De ces différents voyages, Hendrick Dusollier reviendra avec pas moins de cent heures d'images. Deux ans en post-production seront nécessaires pour le montage et surtout le traitement particulier de la 3D, propre au réalisateur, où s’incorporent ses images filmées. Babel est finalement un chef d’œuvre paradoxal de technicité et de sophistication qui procède d’un exercice de naïveté.

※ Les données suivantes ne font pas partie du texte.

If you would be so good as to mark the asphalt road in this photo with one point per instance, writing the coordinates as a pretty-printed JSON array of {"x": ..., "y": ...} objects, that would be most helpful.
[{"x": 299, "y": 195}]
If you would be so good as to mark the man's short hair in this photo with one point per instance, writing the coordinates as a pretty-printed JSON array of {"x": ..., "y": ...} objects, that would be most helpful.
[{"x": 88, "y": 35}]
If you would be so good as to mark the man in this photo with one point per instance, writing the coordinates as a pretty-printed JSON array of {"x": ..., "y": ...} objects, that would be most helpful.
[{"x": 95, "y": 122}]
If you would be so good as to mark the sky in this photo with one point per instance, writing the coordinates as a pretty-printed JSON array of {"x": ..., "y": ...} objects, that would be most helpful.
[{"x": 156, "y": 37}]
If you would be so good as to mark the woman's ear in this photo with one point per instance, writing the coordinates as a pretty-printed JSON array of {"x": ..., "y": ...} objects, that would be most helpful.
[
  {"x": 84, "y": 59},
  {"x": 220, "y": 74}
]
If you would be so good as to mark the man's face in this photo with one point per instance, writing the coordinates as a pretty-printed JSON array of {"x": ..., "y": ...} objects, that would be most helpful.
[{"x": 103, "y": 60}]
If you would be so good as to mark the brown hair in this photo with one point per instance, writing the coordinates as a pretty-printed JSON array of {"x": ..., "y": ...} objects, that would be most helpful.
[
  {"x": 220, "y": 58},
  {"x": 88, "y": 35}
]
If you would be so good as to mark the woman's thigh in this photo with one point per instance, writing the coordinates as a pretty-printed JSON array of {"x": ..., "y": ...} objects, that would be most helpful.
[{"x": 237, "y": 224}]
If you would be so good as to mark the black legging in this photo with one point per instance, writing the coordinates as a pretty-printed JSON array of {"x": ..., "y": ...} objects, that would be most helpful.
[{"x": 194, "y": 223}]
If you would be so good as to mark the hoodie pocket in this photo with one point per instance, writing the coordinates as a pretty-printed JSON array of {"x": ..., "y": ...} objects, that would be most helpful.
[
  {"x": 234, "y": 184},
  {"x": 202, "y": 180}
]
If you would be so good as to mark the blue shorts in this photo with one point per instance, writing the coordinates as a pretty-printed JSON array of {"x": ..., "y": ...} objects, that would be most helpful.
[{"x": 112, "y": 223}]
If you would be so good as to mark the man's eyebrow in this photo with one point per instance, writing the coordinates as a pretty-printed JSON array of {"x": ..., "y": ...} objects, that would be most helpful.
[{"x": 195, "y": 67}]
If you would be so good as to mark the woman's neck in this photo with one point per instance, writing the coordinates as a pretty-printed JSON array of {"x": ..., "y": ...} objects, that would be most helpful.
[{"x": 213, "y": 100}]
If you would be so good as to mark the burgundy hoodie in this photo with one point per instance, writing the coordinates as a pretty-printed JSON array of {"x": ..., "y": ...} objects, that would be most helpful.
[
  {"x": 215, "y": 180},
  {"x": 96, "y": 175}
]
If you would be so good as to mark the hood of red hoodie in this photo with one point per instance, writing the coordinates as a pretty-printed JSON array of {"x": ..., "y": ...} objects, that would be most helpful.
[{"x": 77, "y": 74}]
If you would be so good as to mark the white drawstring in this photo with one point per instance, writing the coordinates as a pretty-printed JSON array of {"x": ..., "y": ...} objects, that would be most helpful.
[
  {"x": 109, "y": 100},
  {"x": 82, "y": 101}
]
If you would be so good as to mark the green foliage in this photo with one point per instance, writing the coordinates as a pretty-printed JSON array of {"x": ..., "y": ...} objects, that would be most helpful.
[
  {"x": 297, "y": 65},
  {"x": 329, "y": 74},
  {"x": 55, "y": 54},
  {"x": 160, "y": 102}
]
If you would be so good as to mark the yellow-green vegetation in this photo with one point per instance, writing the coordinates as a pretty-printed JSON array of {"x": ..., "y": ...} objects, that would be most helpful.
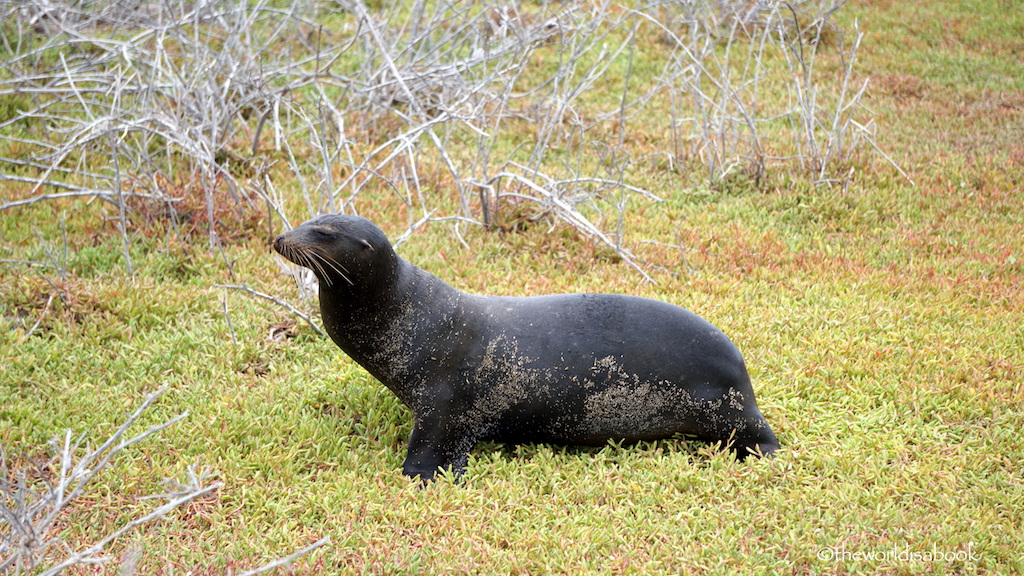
[{"x": 881, "y": 315}]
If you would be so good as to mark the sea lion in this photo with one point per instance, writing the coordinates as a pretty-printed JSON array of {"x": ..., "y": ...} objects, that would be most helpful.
[{"x": 573, "y": 369}]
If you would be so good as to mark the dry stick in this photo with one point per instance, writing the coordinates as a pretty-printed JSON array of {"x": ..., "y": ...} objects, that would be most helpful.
[
  {"x": 275, "y": 300},
  {"x": 72, "y": 480},
  {"x": 287, "y": 561},
  {"x": 414, "y": 101},
  {"x": 569, "y": 214}
]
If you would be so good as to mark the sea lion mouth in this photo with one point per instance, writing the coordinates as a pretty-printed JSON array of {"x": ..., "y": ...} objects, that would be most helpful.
[{"x": 307, "y": 256}]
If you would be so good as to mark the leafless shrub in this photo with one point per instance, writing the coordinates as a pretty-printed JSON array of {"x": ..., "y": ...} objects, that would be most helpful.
[
  {"x": 37, "y": 497},
  {"x": 153, "y": 103},
  {"x": 32, "y": 499}
]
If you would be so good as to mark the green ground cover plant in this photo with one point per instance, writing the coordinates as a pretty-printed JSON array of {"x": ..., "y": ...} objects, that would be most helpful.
[{"x": 838, "y": 187}]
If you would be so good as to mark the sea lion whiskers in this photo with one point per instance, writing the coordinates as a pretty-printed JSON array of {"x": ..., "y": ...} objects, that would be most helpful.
[
  {"x": 335, "y": 265},
  {"x": 301, "y": 256}
]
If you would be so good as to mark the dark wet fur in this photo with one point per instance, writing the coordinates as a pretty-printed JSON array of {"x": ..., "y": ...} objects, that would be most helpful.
[{"x": 577, "y": 369}]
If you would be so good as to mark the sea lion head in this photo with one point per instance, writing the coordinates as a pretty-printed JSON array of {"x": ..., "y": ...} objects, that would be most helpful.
[{"x": 342, "y": 250}]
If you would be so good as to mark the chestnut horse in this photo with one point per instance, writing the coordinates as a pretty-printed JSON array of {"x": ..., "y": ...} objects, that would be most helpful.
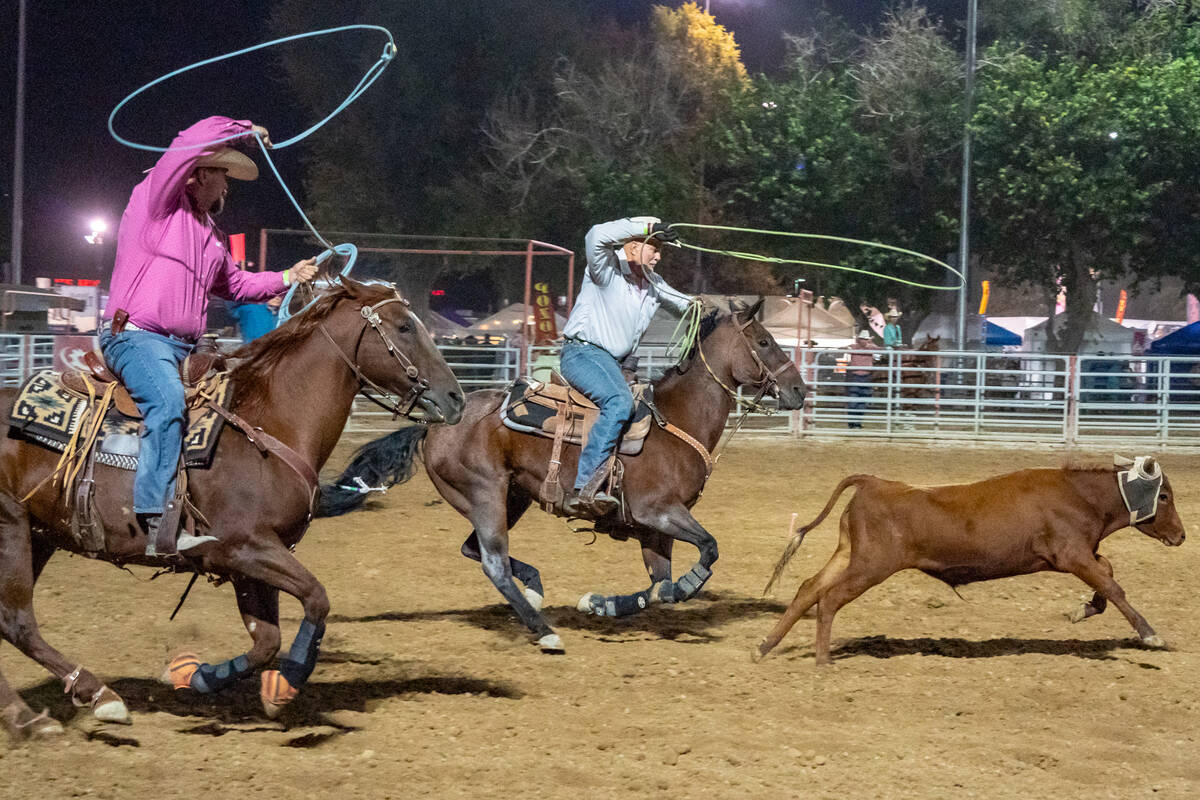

Alors, en cohérence avec ce parcours, Laowai, qui est en cours de production, est un retour explicite à ce que la pratique de L'homme à la Caméra signifie en sol chinois. Oui, c’est un retour à la condition première de l’étranger dont il sera question. Pas de narration, pas d’effets spéciaux, un traitement brut de l'image… et le réalisateur comme personnage principal du film. Dans ce dispositif formel, le plan cinématographique permet d’entrevoir, montrer et saisir la réalité nue. Lors d'un plan référence de L'Homme à la Caméra de Dziga Vertov dont se souvient Dusollier il y a toute l’ambition de Laowai « le fait pour Vertov de se représenter lui-même dans un boyau de mine entrain de filmer des travailleurs expose la dureté de leur condition de travail ». Le projet de Laowai est ainsi marqué par la traduction des interventions de la population chinoise face à la caméra. Que fait-il ? Pourquoi filme-t-il ici ? La bulle linguistique se perce finalement sur un dialogue : c’est le moteur même du film.